症状の特徴
肥満は体脂肪が過剰に蓄積された状態です。肥満を判定する方法で、広く行われているのは、BMI(肥満指数)です。
BMI=体重(kg)÷身長(m)÷身長(m)が25を超えると肥満と判断されます(日本肥満学科会判定基準)。
生活習慣病の多くが肥満との関連が強く、糖尿病、高血圧や動脈硬化、痛風、脂肪肝、がんなど様々な病気が発症しやすいと言われています。
また、お腹の臓器のまわりにつく内臓脂肪が過剰に蓄積される「内臓脂肪型肥満」も病気を引き起こしやすい状態と言われています。
西洋医学の治療
まずは食事・運動療法による減量が行われます。食事療法では、脂肪・コレステロール・糖質の過剰摂取を制限し、カロリーの適正化を行います。アルコールや嗜好品の過剰摂取を控える指導をします。
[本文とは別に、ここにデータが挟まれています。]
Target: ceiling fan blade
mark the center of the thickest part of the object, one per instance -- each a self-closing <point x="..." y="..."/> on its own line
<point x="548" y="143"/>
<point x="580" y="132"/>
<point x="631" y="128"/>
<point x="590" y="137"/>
極度の肥満症の治療として、マジンドールと言われる食欲抑制薬がありますが、BMIが35以上で試用期間が3ヶ月までに限定されているため、あまり広く使われることはありません。
また、ダイエットの薬として輸入代行や保険外の外来などで使用されている薬剤もあります。SGLT2阻害剤であるスーグラ®などもカロリー排出効果や糖尿病の方での減量効果が知られています。これは尿から糖分を排出する薬です。またゼニカル®という腸で脂肪を吸収するのを抑える薬などが使用されます。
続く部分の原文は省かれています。